Any country wanting to resell American military technology, must receive approval from the Department of State's Directorate of Defense Trade Controls, an agency, Kaplan pointed out, "can also consult with the Pentagon on whether to issue an export license."

"While Ashcroft's lobbying is within government rules for former officials," the Chicago Tribune noted, it is nonetheless a departure from the practice of attorneys general for at least the last 30 years." Other former AGs have "counseled corporate clients or perhaps even lobbied in a specific case as part of law firm business, [but] Ashcroft is the first in recent memory to open a lobbying firm."

"One would have thought that a former attorney general wouldn't be doing that," John Schmidt, a former associate attorney general in the Clinton administration, who is now a lawyer at Mayer Brown, told the Chicago Tribune. "To take the kind of prestige and stature of the attorney general" and lobby "seems a little demeaning of the office, honestly," he said.

Attorneys General have tended to avoid the role of "a hired gun selling his connections," said Charles Tiefer, a former deputy general counsel to the U.S. House of Representatives and author "Veering Right, How the Bush Administration Subverts the Law for Conservative Causes."

"The attorney general is very much supposed to embody the pure rule of law like the" Department of Justice's "statue of 'Blind Justice' and he's not expected afterwards to cloak with the mantle of his former office a bunch of greedy interests," said Tiefer, who teaches law at the University of Baltimore.

Edwin Meese, who served President Ronald Reagan as the nation's 75th Attorney General, is currently part of the Senior Management team at the Heritage Foundation -- one of the nation's premier right wing think tanks -- where he directs its Center for Legal and Juridical Studies.

President Richard Nixon's former Attorney General John Mitchell wound up in a stickier situation.
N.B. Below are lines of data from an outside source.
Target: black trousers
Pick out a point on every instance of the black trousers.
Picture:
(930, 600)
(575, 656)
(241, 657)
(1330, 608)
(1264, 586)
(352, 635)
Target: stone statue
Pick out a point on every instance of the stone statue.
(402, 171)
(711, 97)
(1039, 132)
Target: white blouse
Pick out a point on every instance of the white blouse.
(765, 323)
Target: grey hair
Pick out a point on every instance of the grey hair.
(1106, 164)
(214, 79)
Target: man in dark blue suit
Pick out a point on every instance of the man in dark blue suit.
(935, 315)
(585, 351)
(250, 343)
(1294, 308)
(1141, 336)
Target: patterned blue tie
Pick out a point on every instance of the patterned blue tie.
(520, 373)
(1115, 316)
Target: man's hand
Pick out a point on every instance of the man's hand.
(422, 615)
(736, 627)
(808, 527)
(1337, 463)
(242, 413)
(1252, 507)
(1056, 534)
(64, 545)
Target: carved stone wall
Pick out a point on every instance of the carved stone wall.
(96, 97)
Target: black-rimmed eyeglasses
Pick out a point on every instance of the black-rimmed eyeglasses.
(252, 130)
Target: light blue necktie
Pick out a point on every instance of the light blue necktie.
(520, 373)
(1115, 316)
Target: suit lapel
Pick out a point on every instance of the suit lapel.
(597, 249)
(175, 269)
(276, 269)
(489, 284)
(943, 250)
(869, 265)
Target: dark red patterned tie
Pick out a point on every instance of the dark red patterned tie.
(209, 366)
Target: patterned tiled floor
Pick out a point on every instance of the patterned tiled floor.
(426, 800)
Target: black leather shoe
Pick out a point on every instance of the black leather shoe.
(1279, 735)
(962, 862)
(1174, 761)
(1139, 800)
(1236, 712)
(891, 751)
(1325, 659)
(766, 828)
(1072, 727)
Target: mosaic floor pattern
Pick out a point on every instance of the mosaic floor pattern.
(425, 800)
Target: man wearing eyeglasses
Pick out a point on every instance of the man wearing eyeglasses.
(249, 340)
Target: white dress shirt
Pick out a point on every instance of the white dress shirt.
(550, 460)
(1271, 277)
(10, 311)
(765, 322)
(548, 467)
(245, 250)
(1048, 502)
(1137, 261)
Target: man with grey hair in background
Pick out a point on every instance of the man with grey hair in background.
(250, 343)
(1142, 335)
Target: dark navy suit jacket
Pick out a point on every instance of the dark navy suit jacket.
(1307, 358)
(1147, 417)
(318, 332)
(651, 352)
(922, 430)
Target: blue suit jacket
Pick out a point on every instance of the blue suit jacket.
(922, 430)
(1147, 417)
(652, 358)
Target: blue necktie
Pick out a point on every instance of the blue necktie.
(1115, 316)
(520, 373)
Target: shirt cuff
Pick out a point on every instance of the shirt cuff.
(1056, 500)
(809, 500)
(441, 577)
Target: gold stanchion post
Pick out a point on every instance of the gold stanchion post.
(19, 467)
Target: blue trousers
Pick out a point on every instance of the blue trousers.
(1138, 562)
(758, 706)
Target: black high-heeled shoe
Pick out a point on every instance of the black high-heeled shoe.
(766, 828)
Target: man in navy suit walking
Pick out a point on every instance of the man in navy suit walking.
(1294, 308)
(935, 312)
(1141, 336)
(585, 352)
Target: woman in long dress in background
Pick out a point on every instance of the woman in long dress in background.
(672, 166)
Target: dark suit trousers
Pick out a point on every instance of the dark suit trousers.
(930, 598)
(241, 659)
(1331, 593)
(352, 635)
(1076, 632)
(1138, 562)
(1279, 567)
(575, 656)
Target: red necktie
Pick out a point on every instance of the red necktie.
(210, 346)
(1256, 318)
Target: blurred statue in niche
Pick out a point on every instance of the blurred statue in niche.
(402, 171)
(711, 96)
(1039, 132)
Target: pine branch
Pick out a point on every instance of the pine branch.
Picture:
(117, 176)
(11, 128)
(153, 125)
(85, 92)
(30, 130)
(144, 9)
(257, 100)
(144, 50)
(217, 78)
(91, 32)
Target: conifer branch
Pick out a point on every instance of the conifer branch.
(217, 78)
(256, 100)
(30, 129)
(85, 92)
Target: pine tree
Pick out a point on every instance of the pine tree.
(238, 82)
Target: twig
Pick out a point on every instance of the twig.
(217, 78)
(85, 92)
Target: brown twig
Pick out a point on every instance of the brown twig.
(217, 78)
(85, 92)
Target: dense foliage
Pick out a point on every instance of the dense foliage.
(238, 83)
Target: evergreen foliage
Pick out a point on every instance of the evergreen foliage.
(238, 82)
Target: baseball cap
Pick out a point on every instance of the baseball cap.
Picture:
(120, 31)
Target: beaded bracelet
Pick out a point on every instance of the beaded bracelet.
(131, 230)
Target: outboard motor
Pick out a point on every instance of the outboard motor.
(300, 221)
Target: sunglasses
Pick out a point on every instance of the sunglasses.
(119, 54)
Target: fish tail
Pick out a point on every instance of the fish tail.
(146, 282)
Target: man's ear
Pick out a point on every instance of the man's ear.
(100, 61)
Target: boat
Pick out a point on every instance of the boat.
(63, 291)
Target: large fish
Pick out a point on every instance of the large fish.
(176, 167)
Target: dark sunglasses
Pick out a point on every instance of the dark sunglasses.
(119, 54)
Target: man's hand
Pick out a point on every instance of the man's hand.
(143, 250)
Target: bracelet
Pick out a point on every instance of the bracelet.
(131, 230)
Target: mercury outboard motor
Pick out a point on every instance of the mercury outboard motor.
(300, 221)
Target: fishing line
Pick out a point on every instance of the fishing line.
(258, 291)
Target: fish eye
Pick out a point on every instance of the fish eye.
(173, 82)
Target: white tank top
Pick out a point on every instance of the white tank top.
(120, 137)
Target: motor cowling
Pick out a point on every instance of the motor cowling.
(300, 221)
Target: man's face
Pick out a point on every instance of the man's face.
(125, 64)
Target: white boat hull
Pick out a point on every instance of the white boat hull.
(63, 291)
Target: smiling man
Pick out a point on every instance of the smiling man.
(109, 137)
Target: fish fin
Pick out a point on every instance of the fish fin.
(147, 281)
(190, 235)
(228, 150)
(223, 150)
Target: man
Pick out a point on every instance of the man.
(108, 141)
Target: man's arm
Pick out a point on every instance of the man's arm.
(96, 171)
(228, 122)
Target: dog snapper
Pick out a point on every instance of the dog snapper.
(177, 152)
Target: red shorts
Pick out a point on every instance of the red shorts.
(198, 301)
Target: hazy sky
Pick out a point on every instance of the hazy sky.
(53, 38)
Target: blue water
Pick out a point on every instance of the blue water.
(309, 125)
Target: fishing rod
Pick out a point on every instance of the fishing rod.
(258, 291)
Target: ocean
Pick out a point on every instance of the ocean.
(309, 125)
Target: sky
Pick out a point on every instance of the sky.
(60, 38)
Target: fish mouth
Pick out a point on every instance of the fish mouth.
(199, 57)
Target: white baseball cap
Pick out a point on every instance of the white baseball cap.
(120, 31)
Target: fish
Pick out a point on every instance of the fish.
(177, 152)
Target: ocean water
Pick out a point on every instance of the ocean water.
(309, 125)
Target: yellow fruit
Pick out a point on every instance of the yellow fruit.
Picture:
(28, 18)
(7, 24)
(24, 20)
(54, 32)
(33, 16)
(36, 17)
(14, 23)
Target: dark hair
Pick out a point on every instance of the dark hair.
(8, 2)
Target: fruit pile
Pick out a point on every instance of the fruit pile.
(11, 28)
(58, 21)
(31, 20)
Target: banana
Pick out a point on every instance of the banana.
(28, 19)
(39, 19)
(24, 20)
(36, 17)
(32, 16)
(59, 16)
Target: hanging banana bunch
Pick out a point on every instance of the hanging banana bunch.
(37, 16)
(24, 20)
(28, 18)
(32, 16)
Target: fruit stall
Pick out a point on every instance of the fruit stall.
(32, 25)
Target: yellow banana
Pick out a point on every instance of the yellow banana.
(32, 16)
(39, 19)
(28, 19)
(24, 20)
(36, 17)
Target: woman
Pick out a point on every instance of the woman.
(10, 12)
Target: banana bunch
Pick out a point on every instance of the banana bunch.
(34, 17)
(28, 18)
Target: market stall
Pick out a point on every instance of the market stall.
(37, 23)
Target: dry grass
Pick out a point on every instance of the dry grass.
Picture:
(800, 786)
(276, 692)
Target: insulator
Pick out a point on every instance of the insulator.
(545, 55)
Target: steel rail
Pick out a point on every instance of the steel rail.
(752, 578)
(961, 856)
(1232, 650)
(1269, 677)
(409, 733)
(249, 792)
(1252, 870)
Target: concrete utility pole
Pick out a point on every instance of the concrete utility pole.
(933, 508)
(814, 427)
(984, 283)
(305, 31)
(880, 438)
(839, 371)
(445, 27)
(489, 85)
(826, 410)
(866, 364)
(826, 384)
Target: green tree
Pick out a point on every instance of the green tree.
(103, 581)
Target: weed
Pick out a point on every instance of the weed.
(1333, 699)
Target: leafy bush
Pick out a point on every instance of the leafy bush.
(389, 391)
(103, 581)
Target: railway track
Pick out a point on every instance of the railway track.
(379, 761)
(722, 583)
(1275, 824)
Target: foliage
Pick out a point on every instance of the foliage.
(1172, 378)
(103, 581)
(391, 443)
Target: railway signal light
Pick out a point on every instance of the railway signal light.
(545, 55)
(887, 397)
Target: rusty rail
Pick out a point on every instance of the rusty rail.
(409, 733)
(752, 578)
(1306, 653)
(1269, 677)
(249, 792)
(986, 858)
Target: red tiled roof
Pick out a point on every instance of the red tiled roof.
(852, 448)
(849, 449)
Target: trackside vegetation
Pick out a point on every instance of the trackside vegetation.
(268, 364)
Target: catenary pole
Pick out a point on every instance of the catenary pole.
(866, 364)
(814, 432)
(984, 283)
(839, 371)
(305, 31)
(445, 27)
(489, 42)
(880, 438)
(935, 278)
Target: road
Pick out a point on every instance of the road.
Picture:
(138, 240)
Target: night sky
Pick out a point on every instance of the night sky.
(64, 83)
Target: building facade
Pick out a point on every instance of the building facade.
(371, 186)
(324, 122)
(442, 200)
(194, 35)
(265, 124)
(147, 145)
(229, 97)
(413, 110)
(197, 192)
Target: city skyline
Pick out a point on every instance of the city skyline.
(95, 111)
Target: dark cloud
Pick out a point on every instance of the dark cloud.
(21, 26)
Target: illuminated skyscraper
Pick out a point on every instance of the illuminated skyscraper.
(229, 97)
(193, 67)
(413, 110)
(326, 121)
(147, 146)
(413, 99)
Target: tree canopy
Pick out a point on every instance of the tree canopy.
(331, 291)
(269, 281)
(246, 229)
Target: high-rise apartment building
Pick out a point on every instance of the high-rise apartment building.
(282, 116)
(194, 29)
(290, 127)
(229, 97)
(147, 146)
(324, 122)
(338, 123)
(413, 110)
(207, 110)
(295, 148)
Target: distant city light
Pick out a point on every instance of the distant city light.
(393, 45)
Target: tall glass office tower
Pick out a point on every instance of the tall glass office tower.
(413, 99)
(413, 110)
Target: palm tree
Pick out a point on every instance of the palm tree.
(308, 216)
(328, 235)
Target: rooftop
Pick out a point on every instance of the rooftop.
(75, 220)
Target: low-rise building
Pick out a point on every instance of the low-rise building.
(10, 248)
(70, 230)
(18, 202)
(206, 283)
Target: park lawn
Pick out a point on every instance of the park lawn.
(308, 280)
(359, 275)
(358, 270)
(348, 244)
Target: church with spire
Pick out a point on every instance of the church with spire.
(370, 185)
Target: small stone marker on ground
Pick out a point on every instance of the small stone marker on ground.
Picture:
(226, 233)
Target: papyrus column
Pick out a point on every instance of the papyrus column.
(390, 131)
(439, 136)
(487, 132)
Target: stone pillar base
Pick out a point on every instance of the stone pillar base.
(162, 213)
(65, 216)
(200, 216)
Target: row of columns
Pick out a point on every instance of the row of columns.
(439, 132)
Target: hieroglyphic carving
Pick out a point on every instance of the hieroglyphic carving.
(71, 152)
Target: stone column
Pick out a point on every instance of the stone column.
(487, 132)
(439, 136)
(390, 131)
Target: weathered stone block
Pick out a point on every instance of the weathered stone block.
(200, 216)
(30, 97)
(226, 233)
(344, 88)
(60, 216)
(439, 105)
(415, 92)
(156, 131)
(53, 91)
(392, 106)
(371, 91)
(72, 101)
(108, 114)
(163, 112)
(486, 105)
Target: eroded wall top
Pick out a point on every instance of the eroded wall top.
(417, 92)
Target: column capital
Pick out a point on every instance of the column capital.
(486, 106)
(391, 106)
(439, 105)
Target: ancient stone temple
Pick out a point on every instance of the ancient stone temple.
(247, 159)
He was convicted of conspiracy to obstruct justice as part of the Watergate scandal, and served 19 months of a two-and-a-half-to-eight year prison sentence.

"I'm sure that anything John Ashcroft would do would be guided by the highest ethical standards, because that's the kind of person he is," Meese told the St. Louis Post-Dispatch. "Without knowing the nature of his clients, this is not different really from former Attorneys General going into law firms, where they do the kind of counseling and advising that he's undoubtedly doing here...

In this period tainted by the Abramoff Affair, Sen. Dick Durbin, D-Ill., had a contrary view of Ashcroft's endeavors:

"It is surprising that he moved this quickly into lobbying. I can't think of another Attorney General who has done this. I think it does raise concerns about elected officials. If there is a perception we're not in this for public service but for profit, I think it really could raise questions about our credibility."

According to the St. Louis Post-Dispatch, in addition to the lobbying, Ashcroft teaches law at the Rev. Pat Robertson's Regent University, "engages in Republican Party activities - including speaking out last week on behalf of Supreme Court nominee Samuel Alito, and gives speeches - from Europe to Las Vegas - at $75,000 apiece."